The first iteration of the Data Quality Profile focused on metrics like response and nonresponse rates, expenditure edit rates, and income imputation rates, which measure measurement error and nonresponse error. The second iteration of the Data Quality Profile (prototype 2) scaled up from the first version as the team updated metrics and added new metrics, such as the use of records by survey mode.

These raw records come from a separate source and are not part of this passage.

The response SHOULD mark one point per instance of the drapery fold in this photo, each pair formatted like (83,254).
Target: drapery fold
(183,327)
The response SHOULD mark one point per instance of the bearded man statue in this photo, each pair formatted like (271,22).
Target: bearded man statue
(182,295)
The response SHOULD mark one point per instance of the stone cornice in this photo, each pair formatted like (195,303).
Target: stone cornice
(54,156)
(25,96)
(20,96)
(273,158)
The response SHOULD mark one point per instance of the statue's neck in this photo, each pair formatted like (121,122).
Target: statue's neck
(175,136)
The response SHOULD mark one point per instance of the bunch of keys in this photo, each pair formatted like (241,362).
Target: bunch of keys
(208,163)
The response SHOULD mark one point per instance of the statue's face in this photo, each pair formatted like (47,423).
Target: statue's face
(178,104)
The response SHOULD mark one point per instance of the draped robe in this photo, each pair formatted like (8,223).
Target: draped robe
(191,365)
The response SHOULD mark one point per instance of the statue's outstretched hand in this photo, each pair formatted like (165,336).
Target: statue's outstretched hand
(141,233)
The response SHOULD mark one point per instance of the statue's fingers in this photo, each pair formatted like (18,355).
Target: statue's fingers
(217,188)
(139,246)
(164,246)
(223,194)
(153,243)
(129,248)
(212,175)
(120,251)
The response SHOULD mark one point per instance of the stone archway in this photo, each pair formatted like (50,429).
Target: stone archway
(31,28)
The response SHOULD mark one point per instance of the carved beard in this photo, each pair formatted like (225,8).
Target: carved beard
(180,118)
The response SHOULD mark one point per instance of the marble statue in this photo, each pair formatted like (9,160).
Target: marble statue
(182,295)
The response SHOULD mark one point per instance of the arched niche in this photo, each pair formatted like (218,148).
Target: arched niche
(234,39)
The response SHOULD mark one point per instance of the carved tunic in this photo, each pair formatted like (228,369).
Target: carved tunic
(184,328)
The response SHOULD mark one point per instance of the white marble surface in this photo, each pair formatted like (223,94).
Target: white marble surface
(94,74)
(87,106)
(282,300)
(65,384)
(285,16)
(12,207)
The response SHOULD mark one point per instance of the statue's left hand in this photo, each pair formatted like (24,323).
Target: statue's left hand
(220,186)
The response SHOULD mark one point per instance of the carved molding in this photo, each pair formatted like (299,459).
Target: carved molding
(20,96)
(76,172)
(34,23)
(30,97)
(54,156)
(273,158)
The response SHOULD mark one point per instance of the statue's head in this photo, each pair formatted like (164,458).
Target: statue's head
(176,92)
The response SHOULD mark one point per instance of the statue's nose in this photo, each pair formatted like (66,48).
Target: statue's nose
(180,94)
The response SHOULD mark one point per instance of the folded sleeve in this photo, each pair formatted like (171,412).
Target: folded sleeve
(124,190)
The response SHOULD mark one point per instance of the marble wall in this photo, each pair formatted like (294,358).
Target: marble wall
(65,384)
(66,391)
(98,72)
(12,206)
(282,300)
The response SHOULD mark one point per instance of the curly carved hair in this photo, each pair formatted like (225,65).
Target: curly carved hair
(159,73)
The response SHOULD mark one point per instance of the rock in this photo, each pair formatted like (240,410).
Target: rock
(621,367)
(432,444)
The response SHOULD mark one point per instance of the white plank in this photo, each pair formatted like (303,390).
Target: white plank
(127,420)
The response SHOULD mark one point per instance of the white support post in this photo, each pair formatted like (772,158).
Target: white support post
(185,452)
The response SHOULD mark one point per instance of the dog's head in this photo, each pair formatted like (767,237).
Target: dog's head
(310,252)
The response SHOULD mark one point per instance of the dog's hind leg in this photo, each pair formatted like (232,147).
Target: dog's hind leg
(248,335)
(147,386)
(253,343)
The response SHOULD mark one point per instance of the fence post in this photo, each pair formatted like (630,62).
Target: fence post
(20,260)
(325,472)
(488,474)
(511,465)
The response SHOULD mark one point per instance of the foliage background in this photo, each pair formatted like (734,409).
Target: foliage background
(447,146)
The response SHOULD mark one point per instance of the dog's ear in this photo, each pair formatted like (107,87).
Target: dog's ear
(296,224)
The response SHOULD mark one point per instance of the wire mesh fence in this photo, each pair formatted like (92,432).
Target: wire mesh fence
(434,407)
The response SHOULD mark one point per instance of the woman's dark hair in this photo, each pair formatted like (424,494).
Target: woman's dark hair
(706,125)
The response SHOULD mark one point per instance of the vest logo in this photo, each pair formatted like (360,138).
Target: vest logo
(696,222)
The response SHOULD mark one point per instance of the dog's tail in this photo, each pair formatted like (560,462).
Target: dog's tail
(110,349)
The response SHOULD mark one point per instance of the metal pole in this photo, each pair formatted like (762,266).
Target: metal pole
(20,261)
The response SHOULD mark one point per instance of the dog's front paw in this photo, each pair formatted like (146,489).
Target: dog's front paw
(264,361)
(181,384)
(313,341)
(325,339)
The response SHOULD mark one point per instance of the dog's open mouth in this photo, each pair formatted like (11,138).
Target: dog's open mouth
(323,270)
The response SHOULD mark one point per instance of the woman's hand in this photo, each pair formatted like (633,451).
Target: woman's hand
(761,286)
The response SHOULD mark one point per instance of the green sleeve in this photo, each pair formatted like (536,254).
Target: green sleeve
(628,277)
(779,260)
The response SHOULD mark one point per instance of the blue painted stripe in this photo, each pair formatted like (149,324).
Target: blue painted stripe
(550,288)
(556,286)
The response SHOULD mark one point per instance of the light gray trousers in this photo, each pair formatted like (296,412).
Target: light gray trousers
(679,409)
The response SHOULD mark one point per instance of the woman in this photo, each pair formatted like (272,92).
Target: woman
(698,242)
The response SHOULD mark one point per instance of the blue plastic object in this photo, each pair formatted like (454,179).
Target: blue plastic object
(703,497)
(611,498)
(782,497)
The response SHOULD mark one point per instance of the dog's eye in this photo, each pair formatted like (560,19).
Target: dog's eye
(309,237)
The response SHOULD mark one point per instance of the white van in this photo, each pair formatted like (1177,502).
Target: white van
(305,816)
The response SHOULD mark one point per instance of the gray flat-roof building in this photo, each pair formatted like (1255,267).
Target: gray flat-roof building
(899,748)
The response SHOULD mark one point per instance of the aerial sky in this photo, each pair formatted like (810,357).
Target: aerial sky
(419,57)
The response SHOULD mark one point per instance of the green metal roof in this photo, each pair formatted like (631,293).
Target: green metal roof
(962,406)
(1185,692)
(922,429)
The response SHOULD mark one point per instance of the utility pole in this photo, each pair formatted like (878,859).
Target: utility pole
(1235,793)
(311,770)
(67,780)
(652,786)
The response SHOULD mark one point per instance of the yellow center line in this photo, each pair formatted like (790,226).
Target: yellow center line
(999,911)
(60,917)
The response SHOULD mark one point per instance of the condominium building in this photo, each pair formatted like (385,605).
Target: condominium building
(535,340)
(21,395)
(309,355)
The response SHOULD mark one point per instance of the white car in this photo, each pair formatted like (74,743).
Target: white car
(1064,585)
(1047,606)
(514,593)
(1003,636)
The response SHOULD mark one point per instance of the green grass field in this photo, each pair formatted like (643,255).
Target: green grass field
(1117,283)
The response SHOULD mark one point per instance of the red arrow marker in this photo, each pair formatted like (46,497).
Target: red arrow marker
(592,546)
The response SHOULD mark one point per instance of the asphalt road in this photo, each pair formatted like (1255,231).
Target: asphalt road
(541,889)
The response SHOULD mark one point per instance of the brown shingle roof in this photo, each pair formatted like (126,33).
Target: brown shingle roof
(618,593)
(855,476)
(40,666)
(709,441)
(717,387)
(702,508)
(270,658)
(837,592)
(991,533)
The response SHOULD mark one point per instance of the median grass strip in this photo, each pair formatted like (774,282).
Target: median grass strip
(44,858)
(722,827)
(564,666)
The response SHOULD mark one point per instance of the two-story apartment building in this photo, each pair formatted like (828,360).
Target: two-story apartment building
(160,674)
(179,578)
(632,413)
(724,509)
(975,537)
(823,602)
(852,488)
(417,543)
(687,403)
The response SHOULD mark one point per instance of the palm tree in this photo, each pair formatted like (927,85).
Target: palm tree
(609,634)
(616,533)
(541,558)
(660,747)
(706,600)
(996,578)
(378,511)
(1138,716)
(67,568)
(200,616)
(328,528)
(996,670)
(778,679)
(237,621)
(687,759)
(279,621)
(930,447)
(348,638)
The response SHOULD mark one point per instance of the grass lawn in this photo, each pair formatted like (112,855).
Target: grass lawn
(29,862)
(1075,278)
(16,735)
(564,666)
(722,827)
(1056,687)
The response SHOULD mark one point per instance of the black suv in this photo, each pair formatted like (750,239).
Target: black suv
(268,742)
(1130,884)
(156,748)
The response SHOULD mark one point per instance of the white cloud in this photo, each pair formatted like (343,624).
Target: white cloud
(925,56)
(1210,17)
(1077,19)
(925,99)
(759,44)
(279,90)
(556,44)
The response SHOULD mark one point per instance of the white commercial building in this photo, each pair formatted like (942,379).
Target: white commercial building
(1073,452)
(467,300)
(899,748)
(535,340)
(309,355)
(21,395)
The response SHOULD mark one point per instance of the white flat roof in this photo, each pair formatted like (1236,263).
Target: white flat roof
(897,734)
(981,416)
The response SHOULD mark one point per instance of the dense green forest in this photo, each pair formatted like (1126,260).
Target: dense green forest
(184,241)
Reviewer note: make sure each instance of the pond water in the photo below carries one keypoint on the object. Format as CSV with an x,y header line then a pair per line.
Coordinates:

Evaluating respondents’ burden via indirect indicators of data quality: item vs. index scores, Daniel K. Yang (BLS). In the CE, respondents answer a series of questions about respondent burden that can be combined into an index to track respondent burden over time. The primary objective of Mr. Yang’s presentation was to compare the performance of a single burden item with a composite burden index, as a data quality measure for the CE. Indirect indicators of data quality associated with a single burden item were compared with those indicators for the composite burden index using burden questions from the 2012 and 2013 CE Research Sections.
The research demonstrated that the correlations between indirect indicators of data quality and the single burden item are not different from the correlations between indirect indicators of data quality and overall burden index scores. Therefore, a single burden item can be used as an indicator of a respondent’s perceived burden and a composite index is not required for monitoring respondent burden over time.
Reducing respondent contact burden in the ACS using a cumulative burden score, Robert Ashmead (U.S. Census Bureau). Dr. Ashmead presented results from research conducted at the Census Bureau on reducing contact burden in the American Community Survey (ACS). The ACS uses a multimode data collection strategy in which nonrespondents can be contacted by mail, by telephone, and in person. The concept of respondent contact burden measures respondent burden from multiple possible contact attempts. This presentation focused on how to implement stopping rules based on a cumulative burden score. Each contact attempt is assigned a score related to its perceived burden to the respondent and based on the type and result of the attempt. For each case, the cumulative burden score is tracked, and the case is stopped (no further contact attempts made) when the cumulative score reaches a stopping threshold. The threshold for stopping used in the 2015 ACS pilot was based on the 95th percentile of historical data, and it resulted in approximately 4 percent of the sample being stopped and a 1 percent decrease in response rate. Dr. Ashmead also discussed how this approach is being implemented in the ACS.
Summary of symposium
With many decisions still to be made for the large-scale feasibility test of the survey redesign planned for late 2019, the CE program office is grateful to the external presenters who shared their experiences with some of the key topics that are being considered. The symposium served as a channel for discussing and exchanging ideas to help the CE program move closer to achieving its overall redesign goals. A selection of the CE key takeaways from those discussions is addressed as follows:
- An interesting takeaway from the session on incentives was that neither study found incentives effective in reducing the number of contact attempts needed to secure cooperation. Incentives were found to increase response rates in the CE incentives test but not in the NHIS study. The NHIS study found that some respondents who only received a $5 token incentive were offended by being offered such a small amount. In the CE incentives test, we did not include a group that only received the $5 prepaid incentive and did not receive any negative feedback on the token incentive as part of an incentive package. This provides some evidence that CE should continue to test the use of token incentives for the CE redesign.
- While there was clear evidence of record use improving data quality as indicated by the reduction in rounding of expenditures in the CE, record use presents many challenges for respondents and interviewers. The presentation on recent initiatives in the MEPS emphasized the importance of interviewer training, development of respondent materials, and adopting a tailored approach to the individual household. These are important elements for CE to emphasize in the redesign protocols and materials for collecting records-based data.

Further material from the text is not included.